How much do you know about the VAT welfare exemption?
With more and more public bodies outsourcing the provision of welfare services, this question becomes increasingly relevant to an ever wider circle of those advising SMEs and smaller charities. Take a short quiz to test your knowledge. Which of the following would be VAT exempt?
- The services provided by a charity at a residential home.
- The services provided by a private company at a nursing home regulated by the Care Quality Commission (“CQC”).
- Domiciliary services provided for disabled individuals by a CQC regulated private company.
- Domiciliary services provided by a charity for elderly people.
- Adult community support services provided by a charity.
- Adult community support services provided for young people with learning difficulties by a private company (or even a community interest company) and approved by a local authority.
Only the first five categories above would be VAT exempt. HMRC would be likely to regard the services at 6 as taxable because they fall outside the terms of the VAT exemption.
This can be a serious matter if the private company in question is unaware of this apparent anomaly. If such a company fails to register for VAT at the correct time, the penalties could be substantial. While the person paying for the services (such as a local authority) may be prepared to pay the bill for VAT arrears, it is highly unlikely that they would accept responsibility for a penalty for failure to notify.
The source of the problem
The anomaly arises because the CQC does not currently have any jurisdiction over adult community support services; in HMRC’s view nobody else does either. In other words, according to HMRC, businesses that collect and return vulnerable individuals from and to their homes, and care for them during the day, are wholly unregulated. How can this be? While local authorities have been allowed for decades to outsource these services, in practice this did not happen until after the CQC was set up. That is why there is a gap in the CQC’s jurisdiction. The need to regulate such services was not apparent.

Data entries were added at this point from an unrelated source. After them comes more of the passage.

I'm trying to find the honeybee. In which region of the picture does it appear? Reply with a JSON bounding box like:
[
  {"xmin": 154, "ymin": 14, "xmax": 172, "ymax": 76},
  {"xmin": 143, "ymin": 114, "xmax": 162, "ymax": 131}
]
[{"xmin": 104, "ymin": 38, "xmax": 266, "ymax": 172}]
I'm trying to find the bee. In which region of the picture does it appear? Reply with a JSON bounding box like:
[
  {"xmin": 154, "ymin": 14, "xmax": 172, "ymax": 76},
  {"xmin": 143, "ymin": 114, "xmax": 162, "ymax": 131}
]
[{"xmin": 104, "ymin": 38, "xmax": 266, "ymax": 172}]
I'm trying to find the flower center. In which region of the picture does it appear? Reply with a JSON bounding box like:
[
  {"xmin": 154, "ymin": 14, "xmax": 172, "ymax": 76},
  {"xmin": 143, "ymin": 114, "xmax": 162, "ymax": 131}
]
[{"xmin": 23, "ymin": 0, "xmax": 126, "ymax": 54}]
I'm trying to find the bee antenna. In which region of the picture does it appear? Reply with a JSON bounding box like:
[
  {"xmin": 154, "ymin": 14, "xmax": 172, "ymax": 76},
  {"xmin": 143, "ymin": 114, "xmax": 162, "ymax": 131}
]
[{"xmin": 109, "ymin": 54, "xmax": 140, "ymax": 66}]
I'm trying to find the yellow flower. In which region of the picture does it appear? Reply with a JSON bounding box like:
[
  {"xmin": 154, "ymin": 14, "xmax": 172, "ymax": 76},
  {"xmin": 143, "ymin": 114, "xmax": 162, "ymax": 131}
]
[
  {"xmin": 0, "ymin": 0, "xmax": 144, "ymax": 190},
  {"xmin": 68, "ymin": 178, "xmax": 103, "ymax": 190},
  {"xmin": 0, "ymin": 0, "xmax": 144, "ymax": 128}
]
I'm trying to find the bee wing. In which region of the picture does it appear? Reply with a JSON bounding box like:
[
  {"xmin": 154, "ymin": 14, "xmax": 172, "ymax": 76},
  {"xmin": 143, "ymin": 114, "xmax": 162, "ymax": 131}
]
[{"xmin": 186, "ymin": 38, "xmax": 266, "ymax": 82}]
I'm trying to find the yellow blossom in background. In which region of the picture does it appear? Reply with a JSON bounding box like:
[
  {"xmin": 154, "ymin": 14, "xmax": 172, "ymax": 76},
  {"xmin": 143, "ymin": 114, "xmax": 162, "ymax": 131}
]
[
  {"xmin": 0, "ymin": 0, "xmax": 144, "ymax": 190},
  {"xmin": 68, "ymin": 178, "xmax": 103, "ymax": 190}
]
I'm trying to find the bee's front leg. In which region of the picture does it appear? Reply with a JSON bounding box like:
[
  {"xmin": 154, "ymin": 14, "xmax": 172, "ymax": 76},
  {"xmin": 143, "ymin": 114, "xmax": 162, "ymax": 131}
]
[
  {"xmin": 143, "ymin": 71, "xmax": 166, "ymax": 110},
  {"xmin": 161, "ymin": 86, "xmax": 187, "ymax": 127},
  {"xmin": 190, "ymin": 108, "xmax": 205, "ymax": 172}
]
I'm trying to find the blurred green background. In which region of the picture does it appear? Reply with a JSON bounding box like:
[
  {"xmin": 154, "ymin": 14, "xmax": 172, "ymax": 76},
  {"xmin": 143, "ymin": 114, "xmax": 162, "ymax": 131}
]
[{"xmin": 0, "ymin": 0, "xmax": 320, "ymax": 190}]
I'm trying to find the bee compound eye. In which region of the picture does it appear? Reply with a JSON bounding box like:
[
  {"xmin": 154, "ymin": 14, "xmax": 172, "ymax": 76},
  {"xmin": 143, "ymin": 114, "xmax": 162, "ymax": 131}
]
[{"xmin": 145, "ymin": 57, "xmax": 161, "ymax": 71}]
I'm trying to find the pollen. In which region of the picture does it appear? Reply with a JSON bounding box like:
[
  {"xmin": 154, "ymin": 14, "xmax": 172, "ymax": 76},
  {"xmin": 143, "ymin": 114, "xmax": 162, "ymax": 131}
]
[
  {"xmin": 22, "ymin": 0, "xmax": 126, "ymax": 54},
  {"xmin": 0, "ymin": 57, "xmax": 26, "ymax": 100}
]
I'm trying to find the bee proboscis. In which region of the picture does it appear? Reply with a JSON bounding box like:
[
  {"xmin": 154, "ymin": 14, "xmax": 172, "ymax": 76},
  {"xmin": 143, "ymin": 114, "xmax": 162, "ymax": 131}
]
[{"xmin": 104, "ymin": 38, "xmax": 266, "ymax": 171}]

Welfare services may be VAT exempt when provided by a public body, a charity or by a state-regulated private welfare institution or agency. “State-regulated” is defined as “approved, licensed, registered or exempted from registration by … any authority pursuant to a provision of a public general Act”. Care provided in somebody’s own home or in an institution is regulated by the CQC. This does not apply to those who provide very similar care in the community. But the providers of adult community welfare services must be “approved” by local authorities to operate. Otherwise it is highly unlikely that the disabled persons to whom they offer their services could use their personal budgets to purchase those services. Nonetheless, HMRC does not accept that local authority approval under the Chronically Sick & Disabled Persons Act 1970 amounts to state regulation. Admittedly HMRC has an understandable conceptual difficulty with a customer also being a regulator. But local authorities are often exceptions to rules (including VAT rules), and it seems barmy that these sorts of services should be subject to VAT.
Never assume anything with VAT; make sure none of your clients sits unwittingly on the wrong side of any regulation or other condition relevant to a VAT exemption.